J Mol Biol. 2007 Apr 13;367(5):1511-22. doi: 10.1016/j.jmb.2007.01.063. Epub 2007 Jan 30.
As the global Structural Genomics projects have picked up pace, the number of structures annotated in the Protein Data Bank as hypothetical protein or unknown function has grown significantly. A major challenge now involves the development of computational methods to assign functions to these proteins accurately and automatically. As part of the Midwest Center for Structural Genomics (MCSG) we have developed a fully automated functional analysis server, ProFunc, which performs a battery of analyses on a submitted structure. The analyses combine a number of sequence-based and structure-based methods to identify functional clues. After the first stage of the Protein Structure Initiative (PSI), we review the success of the pipeline and the importance of structure-based function prediction. As a dataset, we have chosen all structures solved by the MCSG during the 5 years of the first PSI. Our analysis suggests that two of the structure-based methods are particularly successful and provide examples of local similarity that is difficult to identify using current sequence-based methods. No one method is successful in all cases, so, through the use of a number of complementary sequence and structural approaches, the ProFunc server increases the chances that at least one method will find a significant hit that can help elucidate function. Manual assessment of the results is a time-consuming process and subject to individual interpretation and human error. We present a method based on the Gene Ontology (GO) schema using GO-slims that can allow the automated assessment of hits with a success rate approaching that of expert manual assessment.

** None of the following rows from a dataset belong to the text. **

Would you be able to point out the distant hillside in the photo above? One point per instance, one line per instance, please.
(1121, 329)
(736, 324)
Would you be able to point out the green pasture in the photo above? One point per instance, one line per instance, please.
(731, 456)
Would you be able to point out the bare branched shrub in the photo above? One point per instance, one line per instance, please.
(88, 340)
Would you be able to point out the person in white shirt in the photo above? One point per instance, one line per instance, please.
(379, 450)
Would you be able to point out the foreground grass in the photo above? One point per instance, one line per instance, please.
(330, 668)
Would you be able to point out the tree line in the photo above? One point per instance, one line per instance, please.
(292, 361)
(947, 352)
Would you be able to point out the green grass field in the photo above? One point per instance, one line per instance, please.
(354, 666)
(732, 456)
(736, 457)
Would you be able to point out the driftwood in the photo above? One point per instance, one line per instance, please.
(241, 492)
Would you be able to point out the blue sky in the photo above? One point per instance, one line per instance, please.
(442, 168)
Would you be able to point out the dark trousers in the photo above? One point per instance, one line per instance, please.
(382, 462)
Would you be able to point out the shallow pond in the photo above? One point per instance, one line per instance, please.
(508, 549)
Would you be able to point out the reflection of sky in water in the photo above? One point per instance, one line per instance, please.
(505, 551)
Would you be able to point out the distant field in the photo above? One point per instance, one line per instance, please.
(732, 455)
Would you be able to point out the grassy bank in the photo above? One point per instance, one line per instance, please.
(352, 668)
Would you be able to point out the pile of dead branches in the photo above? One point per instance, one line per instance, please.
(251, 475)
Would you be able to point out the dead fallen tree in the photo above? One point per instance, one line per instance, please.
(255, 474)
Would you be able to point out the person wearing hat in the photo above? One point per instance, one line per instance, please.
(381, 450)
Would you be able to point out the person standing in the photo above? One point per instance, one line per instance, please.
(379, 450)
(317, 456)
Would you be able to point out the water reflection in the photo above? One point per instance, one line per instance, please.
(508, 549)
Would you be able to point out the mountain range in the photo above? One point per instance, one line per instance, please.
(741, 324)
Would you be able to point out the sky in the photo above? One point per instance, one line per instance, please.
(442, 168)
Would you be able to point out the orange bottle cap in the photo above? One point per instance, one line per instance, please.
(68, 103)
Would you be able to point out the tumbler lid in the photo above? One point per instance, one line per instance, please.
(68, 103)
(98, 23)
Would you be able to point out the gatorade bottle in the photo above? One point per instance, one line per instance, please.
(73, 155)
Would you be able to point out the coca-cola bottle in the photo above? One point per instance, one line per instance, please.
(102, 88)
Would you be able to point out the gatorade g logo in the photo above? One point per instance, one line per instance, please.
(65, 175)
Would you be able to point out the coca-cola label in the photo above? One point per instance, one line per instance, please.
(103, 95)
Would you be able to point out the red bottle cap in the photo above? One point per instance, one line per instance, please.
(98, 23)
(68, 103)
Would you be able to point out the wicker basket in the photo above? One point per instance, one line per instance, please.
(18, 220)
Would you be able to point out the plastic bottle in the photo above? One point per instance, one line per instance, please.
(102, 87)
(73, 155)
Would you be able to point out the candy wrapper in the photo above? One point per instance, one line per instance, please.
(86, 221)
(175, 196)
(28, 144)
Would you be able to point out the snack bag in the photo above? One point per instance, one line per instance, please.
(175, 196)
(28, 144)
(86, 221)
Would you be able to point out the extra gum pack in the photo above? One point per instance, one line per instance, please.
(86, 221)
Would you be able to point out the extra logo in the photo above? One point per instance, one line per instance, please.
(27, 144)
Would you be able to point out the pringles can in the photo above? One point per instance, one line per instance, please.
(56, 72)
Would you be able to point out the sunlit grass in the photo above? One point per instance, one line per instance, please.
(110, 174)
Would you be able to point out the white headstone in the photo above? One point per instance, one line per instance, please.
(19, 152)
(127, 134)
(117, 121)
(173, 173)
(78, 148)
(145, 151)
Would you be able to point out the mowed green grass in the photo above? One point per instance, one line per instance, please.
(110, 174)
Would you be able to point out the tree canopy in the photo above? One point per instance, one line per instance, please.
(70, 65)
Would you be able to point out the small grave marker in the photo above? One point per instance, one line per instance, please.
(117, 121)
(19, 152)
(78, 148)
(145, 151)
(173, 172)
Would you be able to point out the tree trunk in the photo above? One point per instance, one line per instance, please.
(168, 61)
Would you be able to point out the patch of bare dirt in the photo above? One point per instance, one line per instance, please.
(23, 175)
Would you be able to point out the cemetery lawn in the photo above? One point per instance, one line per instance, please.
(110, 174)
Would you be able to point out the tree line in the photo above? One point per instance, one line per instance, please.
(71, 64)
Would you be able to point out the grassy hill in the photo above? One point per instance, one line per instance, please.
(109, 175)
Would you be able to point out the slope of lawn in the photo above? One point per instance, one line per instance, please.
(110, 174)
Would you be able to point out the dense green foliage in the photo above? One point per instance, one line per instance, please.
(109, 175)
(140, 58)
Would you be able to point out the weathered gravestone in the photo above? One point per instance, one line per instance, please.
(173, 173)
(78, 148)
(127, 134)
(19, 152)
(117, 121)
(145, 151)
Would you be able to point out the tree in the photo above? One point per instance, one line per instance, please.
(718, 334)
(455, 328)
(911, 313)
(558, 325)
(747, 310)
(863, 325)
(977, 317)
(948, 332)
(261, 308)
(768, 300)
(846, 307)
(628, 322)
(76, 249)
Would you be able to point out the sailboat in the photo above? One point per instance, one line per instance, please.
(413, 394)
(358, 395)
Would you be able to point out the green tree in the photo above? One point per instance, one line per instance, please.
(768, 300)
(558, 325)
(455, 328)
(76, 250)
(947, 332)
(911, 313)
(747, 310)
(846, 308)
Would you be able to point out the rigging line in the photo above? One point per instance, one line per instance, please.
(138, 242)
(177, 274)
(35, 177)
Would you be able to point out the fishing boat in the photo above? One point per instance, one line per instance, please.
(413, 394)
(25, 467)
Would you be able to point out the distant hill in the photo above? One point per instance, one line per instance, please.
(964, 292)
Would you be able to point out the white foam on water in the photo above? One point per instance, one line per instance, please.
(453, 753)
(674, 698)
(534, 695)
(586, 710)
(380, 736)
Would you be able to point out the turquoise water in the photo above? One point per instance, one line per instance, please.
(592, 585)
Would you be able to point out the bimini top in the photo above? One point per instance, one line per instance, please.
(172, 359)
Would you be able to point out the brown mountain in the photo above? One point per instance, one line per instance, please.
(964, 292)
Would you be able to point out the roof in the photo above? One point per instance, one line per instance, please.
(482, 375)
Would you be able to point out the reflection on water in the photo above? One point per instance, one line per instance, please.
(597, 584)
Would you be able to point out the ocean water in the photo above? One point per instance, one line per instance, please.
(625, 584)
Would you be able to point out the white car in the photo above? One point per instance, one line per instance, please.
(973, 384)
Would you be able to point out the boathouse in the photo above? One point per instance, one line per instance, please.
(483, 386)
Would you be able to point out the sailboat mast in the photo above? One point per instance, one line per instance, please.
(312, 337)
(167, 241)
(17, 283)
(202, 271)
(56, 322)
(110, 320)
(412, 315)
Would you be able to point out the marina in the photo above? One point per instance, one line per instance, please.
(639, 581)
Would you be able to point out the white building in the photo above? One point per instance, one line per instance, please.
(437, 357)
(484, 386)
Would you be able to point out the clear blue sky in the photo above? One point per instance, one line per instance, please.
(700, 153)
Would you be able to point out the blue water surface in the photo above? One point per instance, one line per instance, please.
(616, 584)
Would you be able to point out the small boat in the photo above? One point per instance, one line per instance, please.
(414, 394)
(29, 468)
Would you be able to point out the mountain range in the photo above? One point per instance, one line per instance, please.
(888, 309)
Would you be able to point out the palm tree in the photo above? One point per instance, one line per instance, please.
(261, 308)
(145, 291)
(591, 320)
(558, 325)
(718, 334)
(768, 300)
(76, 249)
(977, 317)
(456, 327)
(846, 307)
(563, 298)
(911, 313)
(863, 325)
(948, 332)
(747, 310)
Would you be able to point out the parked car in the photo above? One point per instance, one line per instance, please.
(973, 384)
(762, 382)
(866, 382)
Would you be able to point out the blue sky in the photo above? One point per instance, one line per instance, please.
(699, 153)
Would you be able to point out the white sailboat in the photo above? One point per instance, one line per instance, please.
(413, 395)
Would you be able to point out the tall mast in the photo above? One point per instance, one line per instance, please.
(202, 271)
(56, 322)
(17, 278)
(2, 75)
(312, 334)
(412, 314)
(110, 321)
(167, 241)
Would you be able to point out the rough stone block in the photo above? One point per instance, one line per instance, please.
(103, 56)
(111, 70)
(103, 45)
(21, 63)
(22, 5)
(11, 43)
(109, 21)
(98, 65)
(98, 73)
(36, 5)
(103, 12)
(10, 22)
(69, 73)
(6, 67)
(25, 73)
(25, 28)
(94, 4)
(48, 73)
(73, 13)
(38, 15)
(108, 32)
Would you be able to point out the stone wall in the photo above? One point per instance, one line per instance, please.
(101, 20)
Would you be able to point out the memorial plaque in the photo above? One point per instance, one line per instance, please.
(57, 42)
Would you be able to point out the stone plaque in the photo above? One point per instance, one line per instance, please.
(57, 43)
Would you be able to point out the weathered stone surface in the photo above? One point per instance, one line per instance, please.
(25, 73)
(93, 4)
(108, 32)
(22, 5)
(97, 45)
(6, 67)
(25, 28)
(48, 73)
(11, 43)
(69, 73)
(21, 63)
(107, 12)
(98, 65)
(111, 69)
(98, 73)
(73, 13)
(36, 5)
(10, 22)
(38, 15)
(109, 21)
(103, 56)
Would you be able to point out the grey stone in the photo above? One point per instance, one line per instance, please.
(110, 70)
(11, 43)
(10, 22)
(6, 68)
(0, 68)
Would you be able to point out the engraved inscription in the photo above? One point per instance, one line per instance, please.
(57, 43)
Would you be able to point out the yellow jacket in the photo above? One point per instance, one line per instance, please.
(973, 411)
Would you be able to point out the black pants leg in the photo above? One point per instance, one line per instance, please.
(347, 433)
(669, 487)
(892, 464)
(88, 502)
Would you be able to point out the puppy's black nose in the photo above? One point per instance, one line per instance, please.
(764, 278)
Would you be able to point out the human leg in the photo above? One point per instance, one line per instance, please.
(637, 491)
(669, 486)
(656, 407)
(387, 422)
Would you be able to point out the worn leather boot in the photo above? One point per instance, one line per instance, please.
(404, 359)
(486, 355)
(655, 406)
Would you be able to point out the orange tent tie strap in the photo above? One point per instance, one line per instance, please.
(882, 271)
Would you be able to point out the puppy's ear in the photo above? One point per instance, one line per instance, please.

随着全球结构基因组学项目的加速推进,蛋白质数据库中注释为假设蛋白或功能未知的结构数量显著增加。当前的一项重大挑战是开发计算方法,以准确、自动地为这些蛋白质赋予功能。作为中西部结构基因组学中心(MCSG)的一部分,我们开发了一个全自动功能分析服务器ProFunc,它对提交的结构进行一系列分析。这些分析结合了多种基于序列和基于结构的方法来识别功能线索。在蛋白质结构计划(PSI)的第一阶段之后,我们回顾了该流程的成功之处以及基于结构的功能预测的重要性。作为一个数据集,我们选择了MCSG在PSI第一阶段的5年中解析的所有结构。我们的分析表明,两种基于结构的方法特别成功,并提供了使用当前基于序列的方法难以识别的局部相似性示例。没有一种方法在所有情况下都能成功,因此,通过使用多种互补的序列和结构方法,ProFunc服务器增加了至少一种方法找到有助于阐明功能的显著匹配的机会。对结果进行人工评估是一个耗时的过程,并且容易受到个人解读和人为错误的影响。我们提出了一种基于基因本体(GO)模式并使用GO精简版的方法,该方法可以对匹配结果进行自动评估,成功率接近专家人工评估。